Let $Z(t)$ denote a covariate of interest which is known at time $t$ and is assumed to be related to the probability of a ratings transition, e.g. some variable, such as the length of time in the current state. The particular model that Lando and Skodeberg propose is the following: \begin{eqnarray} Q_{s,s'}\left(t, Z(t)\right) = \alpha_{s,s'}(t) \exp\left(\beta_{s,s'} Z(t)\right)\tag{5}\label{exp} \end{eqnarray} where $\alpha_{s,s'}(t)$ is an unknown non-negative function and $\beta_{s,s'}$ is an unknown real parameter. Lando and Skodeberg use a method from a family of techniques called partial likelihood where one ignores some of the data in a way that allows one to ignore some of the parameters. In the case of the model specified by model (\ref{exp}), the parameters are the function $\alpha_{s,s'}(t)$ and the matrix $\beta$. The function $\alpha_{s,s'}(t)$ is nonparametric and so traditional maximum likelihood wouldn't work for this model. However, partial likelihood can provide a provably consistent estimator. We do not discuss further details of partial likelihood here.
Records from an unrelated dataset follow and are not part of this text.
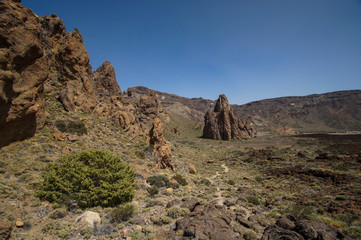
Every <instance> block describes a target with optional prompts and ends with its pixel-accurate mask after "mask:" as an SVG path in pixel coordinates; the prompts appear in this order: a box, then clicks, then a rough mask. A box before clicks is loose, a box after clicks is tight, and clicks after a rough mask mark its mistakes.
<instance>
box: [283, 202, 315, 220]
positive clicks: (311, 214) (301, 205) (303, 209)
mask: <svg viewBox="0 0 361 240" xmlns="http://www.w3.org/2000/svg"><path fill="white" fill-rule="evenodd" d="M283 213H290V214H292V215H293V216H295V217H297V218H301V219H308V220H314V218H315V215H314V209H313V207H312V206H306V205H290V206H288V207H287V208H286V209H285V210H284V211H283Z"/></svg>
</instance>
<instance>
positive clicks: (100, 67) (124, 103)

Using the partial likleihood approach, Lando and Skodeberg use likelihood ratio tests to test the significant of the $\beta$ parameters, in particular, whether $\beta_{i,i+1} = 0$ and whether $\beta_{i,i-1} = 0$ where we assume the ratings are in order of default risk. They look at two important covariates: previous transition and duration in the current rating. In order to ensure sufficient data, they only look at transitions to a neighboring rating. They're conclusions are as follows:

Previous transition:
If the previous transition was a downgrade, there is a significant increase in the probability of a subsequent downgrade from most ratings. If the previous transition was an upgrade, there is no significant increase in the probability of a subsequent upgrade from most ratings.
Duration in previous rating:
The probability of downgrade decreases as the time in the current rating increases in a statistically significant way from all ratings. The probability of upgrade decreases as the time in the current rating increases in a statistically significant way from most ratings.

References

1. The main reference on credit rating migrations for this lecture is:

   Lando, David and Skodeberg, Torben M. Analyzing rating transitions and rating drift with continuous observations. Journal of Banking and Finance 26 (2002), 423-444.

2. A reference for continuous time Markov chains is:

   Kijima, Masaaki. Markov Processes for Stochastic Modeling, chapter 4. Chapman and Hall, 1997.